Bayes’in zaman içinde ölüm oranlarındaki düşüşler üzerine yaptığı bir araştırmaya göre, 2010’dan sonra kadınlar arasındaki yavaşlama özellikle şiddetli oldu ve gelecekteki nüfus artışı tahminleri, emeklilik planlarının fizibilitesi ve Birleşik Krallık’taki eşitsizlikler hakkında endişeleri artırdı.
Son zamanlarda yapılan bir analize göre, Birleşik Krallık’taki erkek ve kadınların ölme olasılığı beklenenden daha fazla, bu da emeklilik planlarının gelecekte uygulanabilirliği üzerinde önemli bir etkiye sahip olabilir. 50 ila 95 yaşları arasındaki ölüm oranlarını inceleyen Bayes Business School araştırması, Birleşik Krallık’ta hem erkekler hem de kadınlar için kasvetli bir tablo sunuyor.
1960 ile 2010 arasındaki ölüm oranlarının kalıpları, 50 yıllık bir süre boyunca 21 yüksek gelirli ülkenin analizinde incelendi ve ardından, 2010’dan sonra meydana gelenlerin tahmin edilen eğilimlerle eşleşip eşleşmediği araştırıldı.
Veriler, 2011’den bu yana ölüm olasılığı ve ortalama yaşam süresinde onlarca yıllık iyileşmenin ardından, Birleşik Krallık’taki insanlar için ölme olasılıklarının önceki eğilimlere dayanan tahminlerden daha yüksek olduğunu gösteriyor.
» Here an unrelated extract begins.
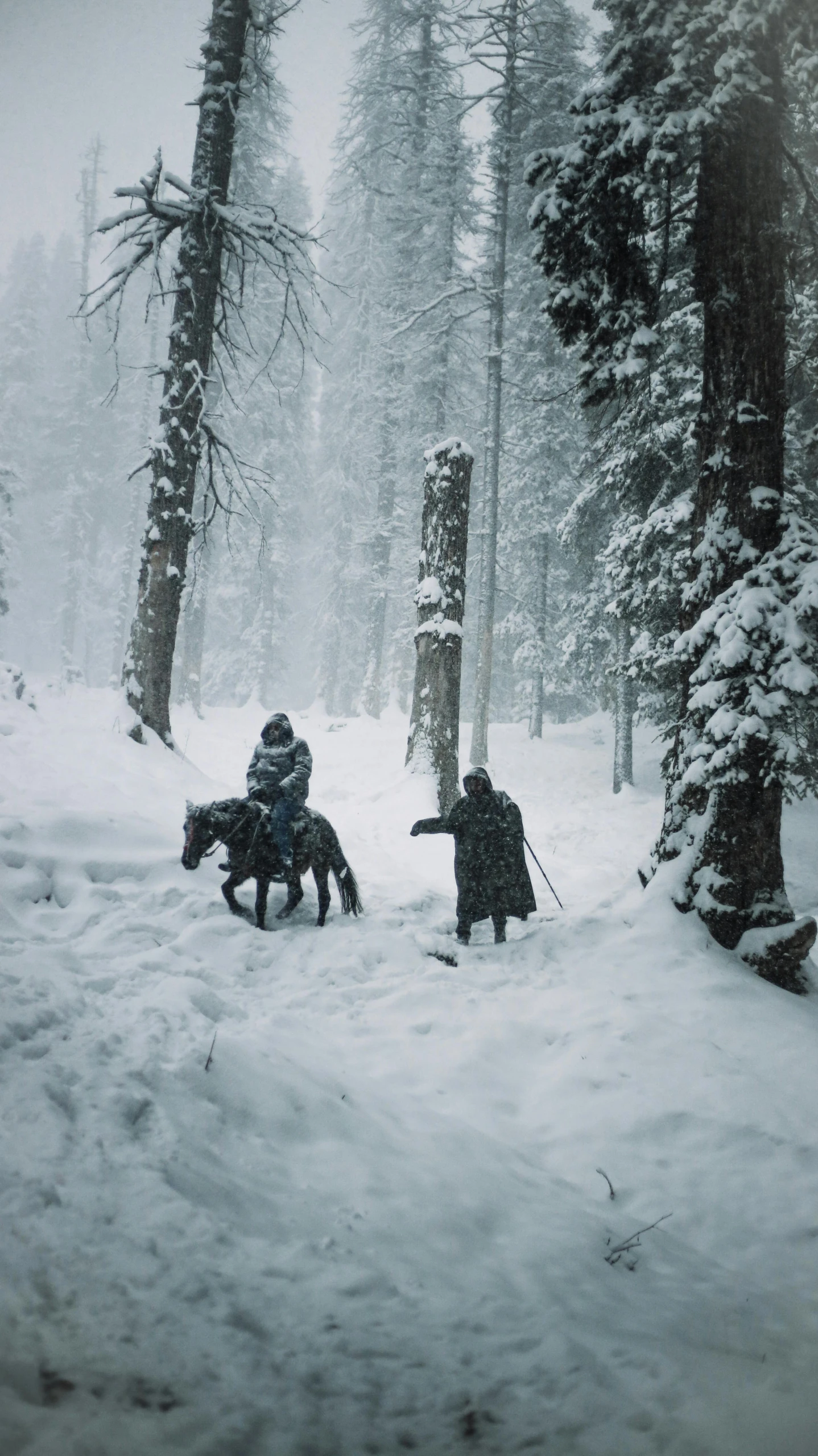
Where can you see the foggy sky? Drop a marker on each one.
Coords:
(122, 69)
Ek olarak, cinsiyet konusunda net bir ayrım vardır. En çok, ölüm riskindeki yıllık ortalama azalma %2,1’den (2000–2010) %0,84’e (2011–2017) düşen Birleşik Krallık’taki kadınlarda görülür. Birleşik Krallık’ta erkekler için iyileşme oranı yaklaşık 40 yılın en düşük noktasında (%1,18).
Sonuçlar, incelenen 21 ülkenin 19’unda tahmin edilenden daha kötü olan kadın ölüm oranlarında bir eğilim olduğunu ortaya koydu. Birleşik Krallık, değerlendirilen 21 ülke arasında kadınlar için en kötü 17. ve erkekler için en kötü 19. olarak derecelendirildi.
Bayes Business School’dan ortak yazar Profesör Steven Haberman, Birleşik Krallık’taki bu olumsuz eğilimlerin, Hükümetin 2008 durgunluğundan sonraki kemer sıkma politikalarının olumsuz sonuçlarına ve normalden yüksek kış ölümlerine bağlanabileceğini söylüyor.
Aktüerya Bilimi Profesörü olan Profesör Haberman, bulguların endişe verici bir eğilim oluşturduğuna ve devlet emeklilik yaşını 2046 yılına kadar 65’ten 68’e çıkarma önerisinin ardından önemli toplumsal etkileri olduğuna inanıyor.
“Bu ölüm oranı iyileşme oranları daha düşükse, bu, Devlet emekli maaşlarının, bireysel emekliliklerin ve yıllık emekliliklerin finanse edilmesinin daha ucuz olduğu anlamına gelir. Bu, örneğin, tanımlanmış fayda emeklilik planlarının (USS gibi) muhtemelen beklenenden daha iyi bir finansal durumda olduğu anlamına gelir.
“Bunun sonuçları var, çünkü devlet emeklilik yaşını insanların daha uzun yaşadığı temelinde yükseltmek hükümet politikası. Ama şimdi durum böyle olmayabilir. İnsanları daha uzun süre çalıştırabilir ve ardından emekli maaşımızın tadını çıkarmak için daha kısa bir emeklilik süresiyle karşı karşıya kalabiliriz. Peki emeklilik yaşı çok mu hızlı yükseltildi? Cevap evet olabilir.”
Rapordaki diğer bulgular, Danimarka’da ölüm oranlarındaki iyileşme hızının Avrupa’nın geri kalanından önemli ölçüde önde olduğunu gösteriyor. Ek olarak, Yunanistan, İtalya ve Hollanda’daki kadınların ölüm oranlarındaki iyileşme oranları, 2010’dan sonra ortalama olarak diğer ülkelerden, örneğin Fransa, Almanya ve Birleşik Krallık’tan daha kötüydü.
Erkeklerde ölüm oranlarının en belirgin şekilde arttığı ülkeler, kadınlara göre daha dengeli bir eğilim olmasına rağmen Norveç, Danimarka, İrlanda ve Belçika’dır. Avrupa’daki en yavaş gelişmeyi gösteren İngiltere, İtalya ve Almanya’daki erkekler için tablo farklı.
Referans: Viani B. Djeundje, Steven Haberman, Madhavi Bajekal ve Joseph Lu, 2 Temmuz 2022, “Mortalite iyileştirme oranlarındaki yavaşlama 2011–2017: çok ülkeli bir analiz”, Avrupa Aktüerya Dergisi.